Illustration by Sana Amin/The Gazelle
We buy a lot of stuff.
We buy stuff that we don’t need, we buy stuff that we will use only once or twice, we buy stuff that we don’t really want to buy and do so anyway because it’s there. We’re always in need of new stuff, and we want it now.
The rise of this consumerist behaviour has devoured and industrialized almost every aspect of our life, including love. Dating apps like Tinder allow us to pick future partners as if we were picking a new pair of shoes online. Our dating habits are beginning to look a lot like our spending habits.
At NYU Abu Dhabi, consumerism is taken to a whole new level. We use our leftover Meal Swipes on boxes of food and drink that we don’t need, we buy tickets to exotic locations in the blink of an eye, and we refuse to drink anything but bottled water.
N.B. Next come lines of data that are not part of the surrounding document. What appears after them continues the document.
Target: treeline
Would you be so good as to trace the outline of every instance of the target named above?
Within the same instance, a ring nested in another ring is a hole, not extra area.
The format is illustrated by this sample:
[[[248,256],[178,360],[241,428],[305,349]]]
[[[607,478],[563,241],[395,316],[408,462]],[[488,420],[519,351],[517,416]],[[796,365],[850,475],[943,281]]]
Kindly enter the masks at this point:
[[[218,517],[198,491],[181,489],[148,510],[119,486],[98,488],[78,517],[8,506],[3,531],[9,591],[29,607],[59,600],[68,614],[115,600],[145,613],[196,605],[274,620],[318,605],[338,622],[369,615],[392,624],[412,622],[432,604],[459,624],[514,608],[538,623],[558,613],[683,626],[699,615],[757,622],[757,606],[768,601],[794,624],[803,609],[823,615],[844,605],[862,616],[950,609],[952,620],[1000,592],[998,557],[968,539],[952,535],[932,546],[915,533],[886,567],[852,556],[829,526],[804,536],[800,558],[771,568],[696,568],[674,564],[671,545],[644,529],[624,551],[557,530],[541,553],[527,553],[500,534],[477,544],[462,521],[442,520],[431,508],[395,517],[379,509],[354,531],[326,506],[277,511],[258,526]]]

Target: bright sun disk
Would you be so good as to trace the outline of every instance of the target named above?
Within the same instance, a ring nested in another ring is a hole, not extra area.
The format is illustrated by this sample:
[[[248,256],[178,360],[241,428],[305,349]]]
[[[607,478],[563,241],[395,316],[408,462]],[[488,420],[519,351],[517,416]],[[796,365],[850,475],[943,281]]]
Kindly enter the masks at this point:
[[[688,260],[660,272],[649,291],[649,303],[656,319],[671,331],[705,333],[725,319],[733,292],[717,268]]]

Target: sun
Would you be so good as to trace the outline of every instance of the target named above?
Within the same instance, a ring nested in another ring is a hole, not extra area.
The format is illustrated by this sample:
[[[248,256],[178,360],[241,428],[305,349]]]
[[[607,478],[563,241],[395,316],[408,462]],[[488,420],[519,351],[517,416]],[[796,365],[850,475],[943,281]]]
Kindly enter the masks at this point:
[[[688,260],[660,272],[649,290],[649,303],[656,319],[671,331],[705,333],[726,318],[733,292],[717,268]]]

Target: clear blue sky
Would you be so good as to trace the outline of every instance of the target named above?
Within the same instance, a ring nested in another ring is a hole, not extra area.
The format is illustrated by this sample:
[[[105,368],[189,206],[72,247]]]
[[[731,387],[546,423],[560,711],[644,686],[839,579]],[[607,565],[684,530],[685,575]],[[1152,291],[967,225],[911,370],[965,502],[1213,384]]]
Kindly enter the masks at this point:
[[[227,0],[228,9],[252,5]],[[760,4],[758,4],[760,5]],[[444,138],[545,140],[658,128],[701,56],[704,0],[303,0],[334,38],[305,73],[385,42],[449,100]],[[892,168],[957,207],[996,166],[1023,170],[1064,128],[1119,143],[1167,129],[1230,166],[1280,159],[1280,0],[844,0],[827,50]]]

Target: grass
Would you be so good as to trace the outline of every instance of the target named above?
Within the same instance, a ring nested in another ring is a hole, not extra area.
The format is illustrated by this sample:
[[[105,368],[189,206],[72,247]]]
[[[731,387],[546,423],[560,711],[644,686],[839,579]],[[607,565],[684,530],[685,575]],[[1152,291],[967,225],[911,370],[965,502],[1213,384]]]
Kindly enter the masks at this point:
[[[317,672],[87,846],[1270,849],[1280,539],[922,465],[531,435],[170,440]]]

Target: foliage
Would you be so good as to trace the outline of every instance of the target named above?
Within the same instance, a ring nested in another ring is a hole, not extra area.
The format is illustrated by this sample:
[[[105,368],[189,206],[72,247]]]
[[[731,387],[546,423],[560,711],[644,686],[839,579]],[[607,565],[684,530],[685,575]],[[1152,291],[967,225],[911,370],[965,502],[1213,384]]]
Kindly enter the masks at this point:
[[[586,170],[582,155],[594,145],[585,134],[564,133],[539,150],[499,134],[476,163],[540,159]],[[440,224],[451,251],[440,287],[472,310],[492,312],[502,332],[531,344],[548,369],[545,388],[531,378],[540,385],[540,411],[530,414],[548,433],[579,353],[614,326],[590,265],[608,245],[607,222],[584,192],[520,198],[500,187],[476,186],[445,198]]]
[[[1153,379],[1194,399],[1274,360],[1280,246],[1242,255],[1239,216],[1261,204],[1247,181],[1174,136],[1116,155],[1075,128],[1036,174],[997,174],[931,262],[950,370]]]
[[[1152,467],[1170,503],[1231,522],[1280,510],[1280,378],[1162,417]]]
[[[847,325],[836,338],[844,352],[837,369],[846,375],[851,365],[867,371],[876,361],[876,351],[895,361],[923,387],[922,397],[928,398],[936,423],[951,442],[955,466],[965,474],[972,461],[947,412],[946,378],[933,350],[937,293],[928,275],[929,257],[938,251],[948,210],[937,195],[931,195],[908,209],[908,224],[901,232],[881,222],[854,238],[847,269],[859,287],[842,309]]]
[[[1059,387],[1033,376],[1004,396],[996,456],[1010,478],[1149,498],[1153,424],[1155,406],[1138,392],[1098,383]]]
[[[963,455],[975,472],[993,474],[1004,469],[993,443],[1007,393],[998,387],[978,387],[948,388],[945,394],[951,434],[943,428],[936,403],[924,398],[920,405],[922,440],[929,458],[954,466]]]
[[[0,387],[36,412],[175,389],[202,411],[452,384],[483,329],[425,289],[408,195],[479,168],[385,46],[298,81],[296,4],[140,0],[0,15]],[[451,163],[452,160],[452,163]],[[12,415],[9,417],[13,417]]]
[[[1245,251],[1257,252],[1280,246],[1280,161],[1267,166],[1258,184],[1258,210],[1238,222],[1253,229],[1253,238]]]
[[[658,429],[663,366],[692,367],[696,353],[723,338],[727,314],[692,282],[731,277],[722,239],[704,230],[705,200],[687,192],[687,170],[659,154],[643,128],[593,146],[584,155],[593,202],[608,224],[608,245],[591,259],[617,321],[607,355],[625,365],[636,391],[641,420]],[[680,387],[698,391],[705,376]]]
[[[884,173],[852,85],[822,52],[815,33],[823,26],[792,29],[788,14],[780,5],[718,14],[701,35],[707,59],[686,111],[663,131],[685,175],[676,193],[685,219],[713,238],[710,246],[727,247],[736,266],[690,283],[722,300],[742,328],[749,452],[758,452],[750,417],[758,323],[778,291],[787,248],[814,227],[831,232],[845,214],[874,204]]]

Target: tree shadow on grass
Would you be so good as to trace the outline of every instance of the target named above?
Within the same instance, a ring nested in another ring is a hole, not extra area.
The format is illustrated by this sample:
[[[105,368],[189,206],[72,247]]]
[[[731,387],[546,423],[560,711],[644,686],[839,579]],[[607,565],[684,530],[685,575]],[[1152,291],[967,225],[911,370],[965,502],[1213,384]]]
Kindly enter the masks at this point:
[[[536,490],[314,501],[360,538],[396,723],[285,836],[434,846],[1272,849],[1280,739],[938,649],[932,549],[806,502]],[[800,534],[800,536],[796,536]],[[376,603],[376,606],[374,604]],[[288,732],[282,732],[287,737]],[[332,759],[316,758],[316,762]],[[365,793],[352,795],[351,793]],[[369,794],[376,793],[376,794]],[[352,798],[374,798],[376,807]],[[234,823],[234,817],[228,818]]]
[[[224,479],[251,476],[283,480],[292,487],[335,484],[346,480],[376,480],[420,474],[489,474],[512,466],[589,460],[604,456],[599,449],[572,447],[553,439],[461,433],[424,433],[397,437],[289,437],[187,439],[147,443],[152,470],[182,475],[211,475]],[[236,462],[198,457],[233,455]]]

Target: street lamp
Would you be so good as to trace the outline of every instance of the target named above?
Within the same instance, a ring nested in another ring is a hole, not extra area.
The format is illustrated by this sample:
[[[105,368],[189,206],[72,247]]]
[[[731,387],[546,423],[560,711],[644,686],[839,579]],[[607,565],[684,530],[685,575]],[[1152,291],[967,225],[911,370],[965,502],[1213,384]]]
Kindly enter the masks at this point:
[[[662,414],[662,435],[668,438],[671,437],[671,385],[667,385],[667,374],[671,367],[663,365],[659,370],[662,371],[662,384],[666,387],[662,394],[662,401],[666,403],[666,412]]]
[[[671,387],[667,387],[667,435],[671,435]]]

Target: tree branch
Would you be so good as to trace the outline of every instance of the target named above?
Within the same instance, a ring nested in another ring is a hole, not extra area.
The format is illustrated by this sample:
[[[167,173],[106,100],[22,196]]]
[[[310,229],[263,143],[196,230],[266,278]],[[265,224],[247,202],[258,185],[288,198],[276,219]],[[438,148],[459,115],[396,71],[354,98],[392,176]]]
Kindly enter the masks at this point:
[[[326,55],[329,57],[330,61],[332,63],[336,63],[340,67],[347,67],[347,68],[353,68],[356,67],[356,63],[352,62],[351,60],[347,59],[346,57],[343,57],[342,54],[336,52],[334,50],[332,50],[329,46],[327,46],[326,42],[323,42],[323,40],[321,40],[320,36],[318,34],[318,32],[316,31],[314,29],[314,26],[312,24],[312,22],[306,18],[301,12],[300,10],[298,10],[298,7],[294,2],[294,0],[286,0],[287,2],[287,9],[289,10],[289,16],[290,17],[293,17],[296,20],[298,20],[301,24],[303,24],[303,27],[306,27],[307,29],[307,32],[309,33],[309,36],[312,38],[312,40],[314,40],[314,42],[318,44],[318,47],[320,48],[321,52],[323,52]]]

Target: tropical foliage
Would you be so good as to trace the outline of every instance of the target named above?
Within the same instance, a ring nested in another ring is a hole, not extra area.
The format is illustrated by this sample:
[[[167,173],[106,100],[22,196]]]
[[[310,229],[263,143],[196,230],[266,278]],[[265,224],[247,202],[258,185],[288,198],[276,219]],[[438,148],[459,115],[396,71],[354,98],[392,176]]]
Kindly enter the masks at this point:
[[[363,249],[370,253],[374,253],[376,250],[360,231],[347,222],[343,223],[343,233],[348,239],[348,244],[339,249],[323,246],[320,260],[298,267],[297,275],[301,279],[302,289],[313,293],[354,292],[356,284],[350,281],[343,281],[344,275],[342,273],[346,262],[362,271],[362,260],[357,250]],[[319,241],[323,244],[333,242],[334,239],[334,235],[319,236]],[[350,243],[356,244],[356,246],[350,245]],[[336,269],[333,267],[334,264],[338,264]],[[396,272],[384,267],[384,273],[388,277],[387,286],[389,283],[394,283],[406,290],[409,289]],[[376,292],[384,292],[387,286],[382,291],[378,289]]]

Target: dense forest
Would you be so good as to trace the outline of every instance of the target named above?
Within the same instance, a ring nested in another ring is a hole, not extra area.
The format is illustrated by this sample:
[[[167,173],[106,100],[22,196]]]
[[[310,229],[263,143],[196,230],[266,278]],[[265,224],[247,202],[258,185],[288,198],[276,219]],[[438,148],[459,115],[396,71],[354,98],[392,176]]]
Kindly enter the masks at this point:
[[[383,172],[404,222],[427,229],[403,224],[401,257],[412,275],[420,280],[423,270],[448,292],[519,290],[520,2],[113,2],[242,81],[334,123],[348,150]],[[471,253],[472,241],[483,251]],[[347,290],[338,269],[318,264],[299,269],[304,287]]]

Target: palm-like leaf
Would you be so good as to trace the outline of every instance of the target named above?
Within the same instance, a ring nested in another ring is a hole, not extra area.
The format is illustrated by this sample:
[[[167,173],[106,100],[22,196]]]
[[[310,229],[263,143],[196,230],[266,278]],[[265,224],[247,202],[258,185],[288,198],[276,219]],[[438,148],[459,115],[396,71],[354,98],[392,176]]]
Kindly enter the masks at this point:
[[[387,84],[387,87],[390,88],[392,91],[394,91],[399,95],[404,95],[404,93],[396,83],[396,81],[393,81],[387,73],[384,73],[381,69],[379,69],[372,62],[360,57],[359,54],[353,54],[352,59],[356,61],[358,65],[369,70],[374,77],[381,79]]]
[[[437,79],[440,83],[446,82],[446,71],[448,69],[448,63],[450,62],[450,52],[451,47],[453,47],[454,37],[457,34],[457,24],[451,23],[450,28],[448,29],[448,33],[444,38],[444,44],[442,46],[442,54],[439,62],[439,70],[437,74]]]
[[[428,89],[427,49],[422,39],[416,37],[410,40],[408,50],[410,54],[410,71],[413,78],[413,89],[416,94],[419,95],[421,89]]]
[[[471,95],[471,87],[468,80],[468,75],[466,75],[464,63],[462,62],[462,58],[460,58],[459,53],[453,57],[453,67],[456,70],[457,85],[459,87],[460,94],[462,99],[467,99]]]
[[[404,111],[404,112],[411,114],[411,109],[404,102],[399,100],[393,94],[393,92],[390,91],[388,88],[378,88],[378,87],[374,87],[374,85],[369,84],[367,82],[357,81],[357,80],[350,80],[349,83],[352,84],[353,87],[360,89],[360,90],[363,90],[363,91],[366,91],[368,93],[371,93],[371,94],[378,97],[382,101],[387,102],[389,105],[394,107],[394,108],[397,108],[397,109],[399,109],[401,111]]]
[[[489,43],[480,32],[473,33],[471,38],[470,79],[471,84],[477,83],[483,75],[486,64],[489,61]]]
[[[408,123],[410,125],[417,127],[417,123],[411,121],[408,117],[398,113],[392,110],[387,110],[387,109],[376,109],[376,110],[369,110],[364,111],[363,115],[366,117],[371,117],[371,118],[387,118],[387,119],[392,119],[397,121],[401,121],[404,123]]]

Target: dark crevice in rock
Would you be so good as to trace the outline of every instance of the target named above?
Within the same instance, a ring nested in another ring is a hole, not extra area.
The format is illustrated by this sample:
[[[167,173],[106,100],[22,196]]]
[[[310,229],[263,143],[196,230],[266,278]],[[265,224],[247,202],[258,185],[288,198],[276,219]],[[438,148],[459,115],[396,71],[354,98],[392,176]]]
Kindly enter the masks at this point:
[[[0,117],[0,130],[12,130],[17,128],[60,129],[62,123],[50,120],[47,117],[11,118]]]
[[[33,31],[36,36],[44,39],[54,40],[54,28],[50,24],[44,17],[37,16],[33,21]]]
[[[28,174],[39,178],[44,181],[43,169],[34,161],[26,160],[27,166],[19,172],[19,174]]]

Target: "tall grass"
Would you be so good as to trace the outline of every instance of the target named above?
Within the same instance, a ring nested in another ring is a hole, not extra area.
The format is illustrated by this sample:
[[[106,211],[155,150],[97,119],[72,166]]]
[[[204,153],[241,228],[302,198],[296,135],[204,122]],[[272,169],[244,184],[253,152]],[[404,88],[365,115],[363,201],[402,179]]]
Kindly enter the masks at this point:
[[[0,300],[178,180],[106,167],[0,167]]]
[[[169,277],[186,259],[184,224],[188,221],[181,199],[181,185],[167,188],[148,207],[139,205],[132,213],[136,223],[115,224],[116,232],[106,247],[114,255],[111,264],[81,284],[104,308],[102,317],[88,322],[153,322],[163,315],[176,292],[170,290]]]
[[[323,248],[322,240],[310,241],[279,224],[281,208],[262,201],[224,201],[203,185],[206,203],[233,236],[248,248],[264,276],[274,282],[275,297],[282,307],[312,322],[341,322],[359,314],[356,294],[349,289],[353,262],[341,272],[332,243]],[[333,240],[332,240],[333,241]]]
The other day I was booking my ticket for Spring Break and thought back to a high school trip to Europe. I spent two years arduously working part-time at a cafe to save up enough money to go. Now, with my magical stipend card, I can go on these amazing trips without having to work for it. In fact, I used to think long and hard before departing with my hard-earned cash to buy something as small as a chocolate bar, whereas now I don’t even give it a second thought.
I believe that these sort of privileges have influenced the dating scene here at NYUAD. Romantic interactions are quick-paced and intense. We generally don’t want to wait, and we don’t want to invest too much time or effort into them.
We’re also constantly moving. Time spent abroad during J-Terms, winter breaks, summers and semesters has made us wary of commitment. It makes us more inclined to invest in ourselves rather than others since we are uncertain whether or not other people will physically be with us in a few months’ time.
This manifests itself in an overarching inclination towards short-term relationships, friends with benefits and blurred lines. While many of my friends back home are in long-term relationships — with some getting married — I know of only a handful of serious relationships at NYUAD.
Is this necessarily a bad thing? No. However, it can and has in many cases led to uncertainty, loneliness and depression. There is something deeply fulfilling about long-term relationships that cannot be attained in strings of empty hookups.
If you aren’t happy with the romantic life that you’re living, change it. You don’t have to engage in the hookup culture if you don’t want to, and you can have serious relationships if you want to. Break free from the constraints of the consumerism-fueled norms at NYUAD.